Dossier législatif
Fin de vie
Le Parlement français examine depuis plusieurs mois une proposition de loi qui porte sur le droit à l'aide à mourir — autrement dit, la possibilité légale pour une personne gravement malade et souffrante de recevoir une assistance médicale pour mettre fin à sa vie. Ce sujet divise profondément : certains y voient un respect de la liberté individuelle et de la dignité en fin de vie, d'autres considèrent qu'il faut d'abord développer les soins palliatifs et l'accompagnement des mourants. Le dossier législatif complet sur la fin de vie encadre ces questions : il définit les conditions légales pour l'aide à mourir, le rôle des médecins et des familles, ainsi que le développement des soins palliatifs.
Ce vote portait spécifiquement sur l'article 18 de cette proposition de loi, qui précise les modalités et conditions d'accès à l'aide à mourir — c'est-à-dire les critères que doit remplir un patient, les délais de réflexion, les vérifications médicales, ou encore la composition des équipes qui valident la demande. Cet article représente l'une des pièces centrales du texte, car il traduit concrètement en règles applicables le droit que la loi entend reconnaître (ou non).
L'Assemblée nationale a approuvé cet article 18 lors du deuxième examen du texte, le 24 février 2026, par 93 votes pour, 57 contre et 2 abstentions. Cela signifie que le cadre proposé pour encadrer l'aide à mourir a franchi cette étape législative et progresse vers son adoption définitive. Le texte ne fait pas l'objet d'un rejet, mais avance dans le processus parlementaire pour être finalisé.
Les partisans de cet article soutiennent que la proposition de loi crée un cadre légal clair et sécurisé permettant aux patients souffrant et en fin de vie d'accéder à une aide médicale pour mourir avec dignité, sous contrôle médical et judiciaire, plutôt que de souffrir ou de recourir à des voies clandestines. Ils arguent aussi que les directives anticipées et les soins palliatifs renforcés (qui sont aussi partie du texte) compléteront cette mesure en offrant des alternatives graduées.

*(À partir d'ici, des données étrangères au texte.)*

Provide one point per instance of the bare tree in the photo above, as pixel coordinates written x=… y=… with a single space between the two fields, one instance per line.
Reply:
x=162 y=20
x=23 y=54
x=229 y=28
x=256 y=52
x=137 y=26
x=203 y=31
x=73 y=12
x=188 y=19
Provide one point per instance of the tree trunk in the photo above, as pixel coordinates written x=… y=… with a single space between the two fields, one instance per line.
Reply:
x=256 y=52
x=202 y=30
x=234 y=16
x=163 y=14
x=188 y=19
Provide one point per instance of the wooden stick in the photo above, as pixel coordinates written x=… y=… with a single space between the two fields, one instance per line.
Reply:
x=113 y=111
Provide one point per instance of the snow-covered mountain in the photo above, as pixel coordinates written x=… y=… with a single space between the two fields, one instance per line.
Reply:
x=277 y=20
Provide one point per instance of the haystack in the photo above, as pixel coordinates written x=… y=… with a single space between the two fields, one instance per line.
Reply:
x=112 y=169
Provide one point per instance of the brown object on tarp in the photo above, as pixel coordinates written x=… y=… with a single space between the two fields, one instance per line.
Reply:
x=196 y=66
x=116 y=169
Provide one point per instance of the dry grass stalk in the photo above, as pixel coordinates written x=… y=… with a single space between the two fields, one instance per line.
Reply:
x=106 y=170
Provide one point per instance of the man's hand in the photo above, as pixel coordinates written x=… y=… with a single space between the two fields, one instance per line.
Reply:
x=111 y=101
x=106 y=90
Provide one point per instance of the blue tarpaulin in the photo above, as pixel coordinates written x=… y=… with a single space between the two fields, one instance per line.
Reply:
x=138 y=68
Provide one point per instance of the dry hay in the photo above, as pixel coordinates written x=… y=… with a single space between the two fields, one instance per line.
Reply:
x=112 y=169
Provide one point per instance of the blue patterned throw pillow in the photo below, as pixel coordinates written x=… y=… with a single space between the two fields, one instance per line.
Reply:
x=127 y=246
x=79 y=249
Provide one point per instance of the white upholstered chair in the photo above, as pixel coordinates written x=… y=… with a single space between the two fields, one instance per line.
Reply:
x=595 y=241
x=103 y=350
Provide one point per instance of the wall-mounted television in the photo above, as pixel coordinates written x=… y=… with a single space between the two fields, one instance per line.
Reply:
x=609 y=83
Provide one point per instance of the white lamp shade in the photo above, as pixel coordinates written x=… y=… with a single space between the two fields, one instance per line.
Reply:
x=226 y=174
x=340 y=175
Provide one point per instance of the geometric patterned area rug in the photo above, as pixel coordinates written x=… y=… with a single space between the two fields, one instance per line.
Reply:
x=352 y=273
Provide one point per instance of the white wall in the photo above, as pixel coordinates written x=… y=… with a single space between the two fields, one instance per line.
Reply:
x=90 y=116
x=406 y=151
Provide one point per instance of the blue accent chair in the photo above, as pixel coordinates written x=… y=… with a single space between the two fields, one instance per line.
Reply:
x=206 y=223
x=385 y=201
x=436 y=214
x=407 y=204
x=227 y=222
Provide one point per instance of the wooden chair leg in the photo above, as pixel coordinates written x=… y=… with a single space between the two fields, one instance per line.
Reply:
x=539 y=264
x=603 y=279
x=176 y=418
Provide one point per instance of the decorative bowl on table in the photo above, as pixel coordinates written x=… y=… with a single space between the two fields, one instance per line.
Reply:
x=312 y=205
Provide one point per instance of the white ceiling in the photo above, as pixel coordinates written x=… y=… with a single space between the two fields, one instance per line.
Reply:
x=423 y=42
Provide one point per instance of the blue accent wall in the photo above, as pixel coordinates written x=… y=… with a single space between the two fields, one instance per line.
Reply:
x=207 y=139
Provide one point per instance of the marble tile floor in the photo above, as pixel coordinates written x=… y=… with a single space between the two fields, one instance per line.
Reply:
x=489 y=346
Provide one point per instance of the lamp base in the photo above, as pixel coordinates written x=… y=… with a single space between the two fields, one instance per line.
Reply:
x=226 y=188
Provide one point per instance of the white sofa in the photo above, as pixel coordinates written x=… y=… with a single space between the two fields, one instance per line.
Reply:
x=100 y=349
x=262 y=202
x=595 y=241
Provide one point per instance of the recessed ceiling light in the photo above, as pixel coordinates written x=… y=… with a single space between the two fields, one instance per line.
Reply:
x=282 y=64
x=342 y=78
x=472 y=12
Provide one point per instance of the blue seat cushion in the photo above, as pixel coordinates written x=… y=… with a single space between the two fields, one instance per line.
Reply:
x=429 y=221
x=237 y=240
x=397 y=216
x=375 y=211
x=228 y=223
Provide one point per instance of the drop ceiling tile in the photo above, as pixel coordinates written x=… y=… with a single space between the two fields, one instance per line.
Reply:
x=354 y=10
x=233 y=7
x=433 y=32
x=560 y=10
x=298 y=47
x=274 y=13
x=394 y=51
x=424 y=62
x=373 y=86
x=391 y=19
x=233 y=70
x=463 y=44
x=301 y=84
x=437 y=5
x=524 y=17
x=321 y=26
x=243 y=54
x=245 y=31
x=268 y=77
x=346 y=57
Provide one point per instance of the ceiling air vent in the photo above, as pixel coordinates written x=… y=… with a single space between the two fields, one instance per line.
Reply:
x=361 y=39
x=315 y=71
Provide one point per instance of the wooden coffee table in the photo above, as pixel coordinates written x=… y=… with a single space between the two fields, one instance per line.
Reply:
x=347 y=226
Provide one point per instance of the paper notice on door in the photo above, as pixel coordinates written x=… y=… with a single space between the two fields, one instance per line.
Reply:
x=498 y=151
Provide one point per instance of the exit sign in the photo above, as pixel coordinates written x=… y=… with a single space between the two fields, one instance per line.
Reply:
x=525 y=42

Des députés comme Nicolas Thierry et Raphaël Arnault ont voté pour cette disposition.
Les opposants à cet article considèrent que légaliser l'aide à mourir risque de créer une pression sur les personnes fragiles ou isolées, de détourner les efforts des soins palliatifs, et de remettre en question le serment d'Hippocrate qui engage les médecins à soigner sans nuire. Ils soulignent aussi les risques de dérives ou d'abus si le cadre n'est pas assez restrictif. Des députés comme Thierry Benoit se sont opposés à cette mesure.
Cette décision concerne directement les patients en fin de vie, les médecins et les équipes hospitalières qui devront appliquer ces nouvelles règles, ainsi que les familles confrontées à ces situations. Elle touche aussi indirectement tous les citoyens, puisqu'elle modifie profondément le cadre légal encadrant la fin de vie en France.